There’s a first time for everything…
It’s my Birthday week!! 🥳This year has been significant—big, hard, amazing, painful, and fun! Reflecting on the past year, I can’t help but think of the phrase
“There’s a first time for everything.”
Little did I know, when I turned 46, it would be the year of many “firsts” for me personally & professionally!
I ventured to places I never thought I’d go, made choices I never thought I could and faced fears I never thought I’d confront, let alone look straight in the eye!
I remember when I turned 45 I told myself and my kids that when I turn 46 I’ll be sitting on the beach on a solo trip and for my 46th Birthday I did just that and I had no idea that would be the start of many of my “firsts” ……
I broadened my food palette by trying oysters, sushi and going to hibachi! I joined a book club! I went on a trip with some great friends, got out of the country and visited Mexico for a day. I went back to school, not once…. but TWICE! 😊 I was a guest on 2 podcasts, gave my first keynote and got my first check for speaking gigs! I bought myself a bike and kayak and found myself loving new hobbies! I tried wake surfing and after about 16 attempts I GOT UP! I took myself on a date to the movies – and what better movie to go see solo than BARBIE! I got my first tattoo! I also experienced the amusing mishap of locking myself out of the house and “breaking in” through my window 😊 (more than once 😉). Had a minor accident which thankfully only resulted in 2 flat tires. I also, after 10 years, entered back into the workforce and now have 2 jobs!
Whew, that’s a lot of firsts! It reminds me of the saying about life:
It doesn’t matter what age you are – if you’re 22, 37, 46 or 62 – the whole point of life is to LIVE it. No matter where you are in life, it’s NEVER too late to try, to start over, to start and to create the life that YOU love! We only get ONE shot at it, so ask yourself if you’re TRULY living it for YOU!?!
Go out of your comfort zone, try new things. Create new hobbies and habits. Have an open mind and embrace “the unknown”. Get yourself a therapist or someone you can talk to and heal through what you went through. Learn how to be a better version of you so you’re a better person for those around you. Learn to laugh at yourself and celebrate your wins. Appreciate when things align and learn what you can do differently when they don’t. Take accountability, learn self-awareness. Have fun in life, LOVE a lot and FORGIVE! Understand that feeling of FEAR leads to reward – just start to take the small steps to get there!
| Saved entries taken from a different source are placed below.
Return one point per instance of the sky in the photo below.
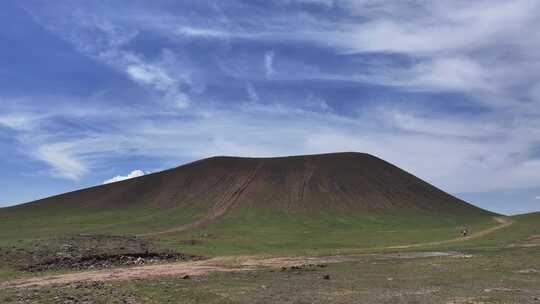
(99, 91)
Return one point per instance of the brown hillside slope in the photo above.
(338, 182)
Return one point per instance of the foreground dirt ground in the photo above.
(492, 272)
(510, 275)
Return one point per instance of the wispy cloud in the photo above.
(119, 178)
(269, 64)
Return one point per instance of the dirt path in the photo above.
(227, 264)
(502, 222)
(219, 264)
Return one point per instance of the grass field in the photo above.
(502, 267)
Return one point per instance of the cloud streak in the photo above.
(119, 178)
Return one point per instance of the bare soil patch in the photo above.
(86, 252)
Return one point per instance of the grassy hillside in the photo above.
(251, 205)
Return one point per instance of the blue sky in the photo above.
(448, 90)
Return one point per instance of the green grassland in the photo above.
(240, 232)
(497, 272)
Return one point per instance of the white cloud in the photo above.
(63, 161)
(18, 121)
(252, 93)
(269, 64)
(133, 174)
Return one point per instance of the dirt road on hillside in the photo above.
(225, 264)
(503, 222)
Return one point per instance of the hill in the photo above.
(340, 182)
(325, 200)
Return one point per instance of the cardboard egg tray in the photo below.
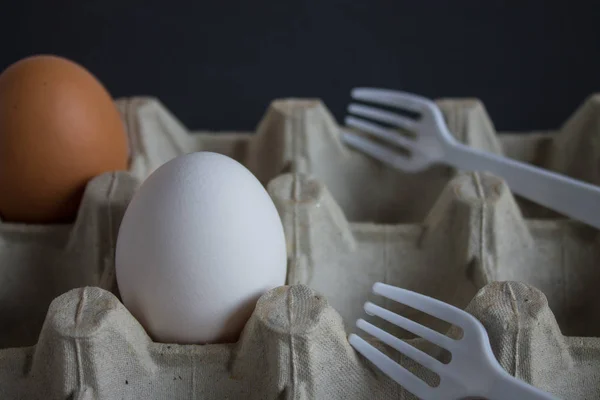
(529, 275)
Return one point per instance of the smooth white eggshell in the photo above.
(199, 243)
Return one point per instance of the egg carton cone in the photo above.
(528, 275)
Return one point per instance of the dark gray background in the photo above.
(217, 65)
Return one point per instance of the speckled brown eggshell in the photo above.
(59, 128)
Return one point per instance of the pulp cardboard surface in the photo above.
(528, 274)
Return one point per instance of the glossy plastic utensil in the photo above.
(433, 143)
(473, 370)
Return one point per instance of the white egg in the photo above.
(200, 242)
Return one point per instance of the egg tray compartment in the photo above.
(349, 221)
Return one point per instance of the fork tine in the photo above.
(426, 333)
(384, 116)
(391, 368)
(382, 133)
(377, 151)
(395, 98)
(426, 304)
(417, 355)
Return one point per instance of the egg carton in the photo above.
(527, 274)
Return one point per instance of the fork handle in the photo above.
(573, 198)
(509, 387)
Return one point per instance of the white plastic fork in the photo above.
(433, 143)
(473, 370)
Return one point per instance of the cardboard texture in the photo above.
(529, 275)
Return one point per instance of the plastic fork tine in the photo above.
(424, 303)
(377, 151)
(417, 355)
(383, 116)
(398, 99)
(426, 333)
(381, 133)
(391, 368)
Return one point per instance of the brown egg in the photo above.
(59, 128)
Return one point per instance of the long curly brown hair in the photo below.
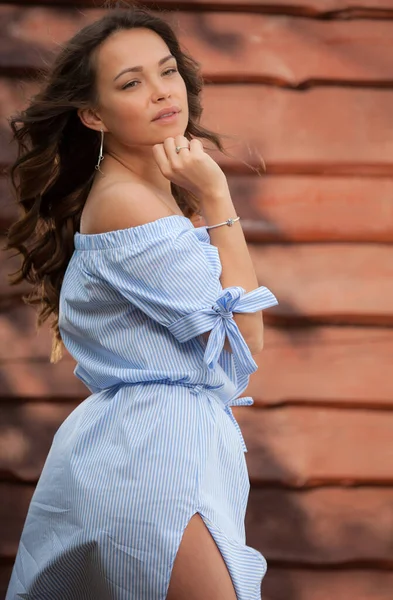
(55, 167)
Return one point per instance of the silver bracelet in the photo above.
(230, 222)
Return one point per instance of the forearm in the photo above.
(237, 267)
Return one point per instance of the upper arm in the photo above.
(123, 205)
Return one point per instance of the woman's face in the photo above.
(136, 78)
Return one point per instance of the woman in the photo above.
(144, 491)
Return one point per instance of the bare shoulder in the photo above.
(121, 205)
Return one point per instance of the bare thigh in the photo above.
(199, 571)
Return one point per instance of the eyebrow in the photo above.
(140, 68)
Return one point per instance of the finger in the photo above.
(161, 158)
(196, 146)
(181, 140)
(170, 148)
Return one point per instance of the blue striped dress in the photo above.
(156, 441)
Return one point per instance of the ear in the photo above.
(91, 119)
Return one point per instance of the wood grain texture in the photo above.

In between all the “firsts” and many happy times, there was hard work and perseverance as well as some very real and painful moments of grief and extreme loneliness. At times, I found myself in the doctor's office, reminded that grief, loneliness, and anxieties can truly mimic what one might think feels like a heart attack, or at the very least, heartbreak. Though it’s been 2 years since my divorce and my dads passing, grief hit me hard this year, knocking me down out of nowhere. The tears flowed, and the feelings hurt, stung at times, but I’m reminded to face the feelings, work through them, and allow them to pass. Reminding myself, I can do hard things…. living with grief being one of those.
Looking ahead to year #47, I do so with an excitement I used to tell my therapist I one day hope to feel. 46 was fantastic but I have a feeling 47 is going to be the best one yet. For starters, that number 7 is one of my lucky numbers😊
So, as I finish this last week at 46 I do so feeling grateful and giddy!!